Of the two threats, Shine seems the greatest. While Eyeo’s ABP is the most widely adopted desktop ad blocker, it faces hurdles in mobile: While app use proliferates, it can’t strip out in-app ad experiences. In 2013 APB‘s Adblock for Android was booted from Google’s Play Store for interfering with other apps.
Ben Williams, communications and operations manager at ABP, doesn’t dwell on this setback. “I’m cautiously optimistic that we’ll be allowed to stay in the Play Store, because whereas Adblock for Android was an operating systemwide ad blocker, this is just a browser with ad blocking baked in,” he said.
Since launching last week, the company had more than 380,000 downloads. That’s not too shabby, but the product is inherently more limited than a desktop browser plug-in. According to eMarketer, mobile web browsing will account for less than 30% of mobile ad spend in 2015.
By contrast, an estimated 71% of mobile ad spending is in-app. While there’s an ABP app that enables limited in-app ad blocking, it’s only available from ABP’s site.
Additionally, mobile platform providers don’t assist with mobile ad blocking. ABP claimed its products have been removed or obscured from Play Store results, even when searched for by name. Google can technically keep the download available and still make it difficult to find.
But while Google can easily handle a single ad-blocking software provider – especially when it relies on Google’s own store for distribution – a European mobile carrier with upward of 40 million users is another story entirely.
It’s no surprise this story is unfolding in Europe. Google actually has higher market share in Europe than in the US, and ad blocking is easier to install for Chrome than Firefox.
The numbers are hazy, as the most cited studies on ad blocking were conducted by companies that sell themselves to publishers as anti-ad-blocker solutions, such as Secret Media’s report from 2014. But the evidence is clear that European adoption has soared well beyond ad-blocking use in the US.
The Secret Media study confirmed the commonly held view that ad blocking affects 5-10% of American users, whereas European nations like Germany, Austria and Hungary face ad-blocking rates of 20-25%. Williams said those gaps are widening every day: “We’ve seen higher downloads in Europe, and those rates are expanding. There’s the hotspots, like Germany, but we’re seeing that the places that are catching up in adoption rates are in Europe too.”

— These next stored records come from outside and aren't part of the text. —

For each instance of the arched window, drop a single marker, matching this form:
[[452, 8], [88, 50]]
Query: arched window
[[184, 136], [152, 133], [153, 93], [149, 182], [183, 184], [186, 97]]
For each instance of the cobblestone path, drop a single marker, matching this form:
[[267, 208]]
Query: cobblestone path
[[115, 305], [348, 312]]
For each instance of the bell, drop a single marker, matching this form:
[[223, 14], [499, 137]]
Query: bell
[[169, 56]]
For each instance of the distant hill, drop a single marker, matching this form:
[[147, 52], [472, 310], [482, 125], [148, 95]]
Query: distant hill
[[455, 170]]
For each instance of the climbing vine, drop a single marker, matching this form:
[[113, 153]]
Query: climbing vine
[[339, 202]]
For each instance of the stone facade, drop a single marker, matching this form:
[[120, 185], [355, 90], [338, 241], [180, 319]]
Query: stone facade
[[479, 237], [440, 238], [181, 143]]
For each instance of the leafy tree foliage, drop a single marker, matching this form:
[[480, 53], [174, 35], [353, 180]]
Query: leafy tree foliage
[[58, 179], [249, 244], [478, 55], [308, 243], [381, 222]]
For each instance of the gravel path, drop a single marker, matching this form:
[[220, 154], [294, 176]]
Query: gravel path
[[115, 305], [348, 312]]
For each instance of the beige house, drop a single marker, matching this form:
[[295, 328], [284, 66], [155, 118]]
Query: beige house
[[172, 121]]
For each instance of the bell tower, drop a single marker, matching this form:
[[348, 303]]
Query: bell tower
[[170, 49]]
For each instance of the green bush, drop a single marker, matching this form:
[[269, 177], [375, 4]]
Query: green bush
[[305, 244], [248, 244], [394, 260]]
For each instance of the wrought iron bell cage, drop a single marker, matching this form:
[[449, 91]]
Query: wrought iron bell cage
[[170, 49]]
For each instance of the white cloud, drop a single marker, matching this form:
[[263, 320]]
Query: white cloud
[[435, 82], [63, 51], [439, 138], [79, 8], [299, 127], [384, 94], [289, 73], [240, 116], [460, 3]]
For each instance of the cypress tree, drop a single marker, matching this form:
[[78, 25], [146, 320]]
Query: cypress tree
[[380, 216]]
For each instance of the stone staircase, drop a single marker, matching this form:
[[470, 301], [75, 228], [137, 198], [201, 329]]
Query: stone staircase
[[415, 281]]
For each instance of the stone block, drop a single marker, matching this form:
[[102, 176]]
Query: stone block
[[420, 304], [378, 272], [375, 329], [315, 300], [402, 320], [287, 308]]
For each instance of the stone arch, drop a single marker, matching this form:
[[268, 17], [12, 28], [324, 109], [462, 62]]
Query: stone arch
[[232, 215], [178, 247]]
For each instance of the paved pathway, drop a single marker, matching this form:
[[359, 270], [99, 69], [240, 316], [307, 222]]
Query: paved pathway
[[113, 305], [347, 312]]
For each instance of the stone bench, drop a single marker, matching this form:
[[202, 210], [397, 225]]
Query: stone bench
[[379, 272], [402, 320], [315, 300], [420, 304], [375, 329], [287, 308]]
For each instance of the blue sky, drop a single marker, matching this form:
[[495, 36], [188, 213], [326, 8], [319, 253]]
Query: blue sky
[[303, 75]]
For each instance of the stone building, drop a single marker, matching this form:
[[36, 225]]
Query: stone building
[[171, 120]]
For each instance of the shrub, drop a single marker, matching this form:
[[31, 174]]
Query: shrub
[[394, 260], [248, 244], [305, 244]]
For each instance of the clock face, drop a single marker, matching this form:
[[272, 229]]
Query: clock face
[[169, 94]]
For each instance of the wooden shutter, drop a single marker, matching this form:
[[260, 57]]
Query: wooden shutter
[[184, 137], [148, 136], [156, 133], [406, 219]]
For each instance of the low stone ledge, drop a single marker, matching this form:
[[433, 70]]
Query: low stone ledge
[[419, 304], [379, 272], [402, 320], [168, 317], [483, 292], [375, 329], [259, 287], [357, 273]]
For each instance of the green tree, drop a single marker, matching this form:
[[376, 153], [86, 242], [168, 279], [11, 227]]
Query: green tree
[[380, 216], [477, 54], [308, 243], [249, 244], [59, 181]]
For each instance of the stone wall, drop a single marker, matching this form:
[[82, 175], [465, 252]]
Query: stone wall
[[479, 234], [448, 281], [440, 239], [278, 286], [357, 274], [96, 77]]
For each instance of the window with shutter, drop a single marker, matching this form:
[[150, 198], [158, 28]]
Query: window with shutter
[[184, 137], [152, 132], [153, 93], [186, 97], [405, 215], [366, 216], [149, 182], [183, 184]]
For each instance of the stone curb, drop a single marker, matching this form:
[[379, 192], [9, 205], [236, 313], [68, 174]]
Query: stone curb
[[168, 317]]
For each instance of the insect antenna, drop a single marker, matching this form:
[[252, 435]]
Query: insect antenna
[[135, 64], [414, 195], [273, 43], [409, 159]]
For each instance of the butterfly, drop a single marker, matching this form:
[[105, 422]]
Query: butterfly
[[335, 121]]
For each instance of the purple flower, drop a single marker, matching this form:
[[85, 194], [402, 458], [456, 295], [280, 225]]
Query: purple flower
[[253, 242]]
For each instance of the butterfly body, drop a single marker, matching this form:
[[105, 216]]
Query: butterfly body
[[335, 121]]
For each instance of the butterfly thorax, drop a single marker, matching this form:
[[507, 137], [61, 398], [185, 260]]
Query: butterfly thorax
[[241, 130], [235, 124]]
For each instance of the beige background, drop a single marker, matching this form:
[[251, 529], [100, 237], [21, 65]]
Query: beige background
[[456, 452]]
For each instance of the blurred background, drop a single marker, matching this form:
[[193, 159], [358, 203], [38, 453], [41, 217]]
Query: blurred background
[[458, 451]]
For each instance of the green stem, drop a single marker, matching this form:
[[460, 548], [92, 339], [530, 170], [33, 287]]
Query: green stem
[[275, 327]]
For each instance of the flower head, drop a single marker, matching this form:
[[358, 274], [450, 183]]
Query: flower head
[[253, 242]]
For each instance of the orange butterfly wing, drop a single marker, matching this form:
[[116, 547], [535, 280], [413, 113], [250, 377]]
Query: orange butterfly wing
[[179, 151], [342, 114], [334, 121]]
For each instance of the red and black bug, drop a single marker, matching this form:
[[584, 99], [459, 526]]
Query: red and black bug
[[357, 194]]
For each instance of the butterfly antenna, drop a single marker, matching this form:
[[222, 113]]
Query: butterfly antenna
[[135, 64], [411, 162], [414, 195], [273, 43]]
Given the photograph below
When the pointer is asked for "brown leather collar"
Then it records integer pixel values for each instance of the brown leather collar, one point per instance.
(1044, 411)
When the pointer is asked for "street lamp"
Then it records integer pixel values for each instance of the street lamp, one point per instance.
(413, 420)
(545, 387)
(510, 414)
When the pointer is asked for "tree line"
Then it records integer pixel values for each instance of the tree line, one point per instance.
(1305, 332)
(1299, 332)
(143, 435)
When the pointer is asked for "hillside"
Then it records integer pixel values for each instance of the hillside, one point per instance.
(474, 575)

While no European mobile telcos have confirmed the FT’s report on plans to preinstall Shine on devices, the whole field has taken a collective shellacking from a media industry that is hugely invested in the future health of mobile advertising.
Shine CMO Roi Carthy told AdExchanger his startup is in talks with numerous worldwide carriers, and that they “are eager to bring this service to their subscriber base and we believe adoption will be enthusiastic.”
He also noted that the carriers’ “legal teams are involved as soon as Shine walks in through the door.”
If the carriers succeed in throttling ads for a large fraction of European mobile users, it will be with the backing of European legislators, who are increasingly focused on thwarting Google’s dominance.
Google, for its part, seems girded for battle. A spokesperson told AdExchanger:
People pay for mobile Internet packages so they can access the apps, video streaming, webmail and other services they love, many of which are funded by ads. Google and other web companies invest heavily in developing these services – and in the behind-the-scenes infrastructure to deliver them.
Beyond the global politicking of mobile operators pushing back against Google’s slice of mobile ad revenue, consumer experience issues are at stake. Both Shine’s Carthy and Williams claim ad blocking increases browsing speed and lowers data usage – a cost concern both for mobile carriers and users.
Williams compared mobile’s current advertising environment to the early days of desktop, when pop-ups and deceptive ad practices (such as hitting an “x” to close an ad and having it direct you to a new page), were still relatively commonplace.
“Anecdotally, I was on a mobile browser and saw three identical, screen-sized ads on the same page,” he said. “And you’ll get full-screen ads where the x-out is placed out of reach from your thumbs. Those aren’t the kinds of things you’d currently see in desktop, outside of the worst websites.”
Carthy echoed those sentiments, calling mobile ad blocking a natural next step in policing the system.
“Consumers are making their dissatisfaction with ad tech clear by their adoption of ad blocking on desktops,” he said. “We’re simply bringing this same functionality to mobile.”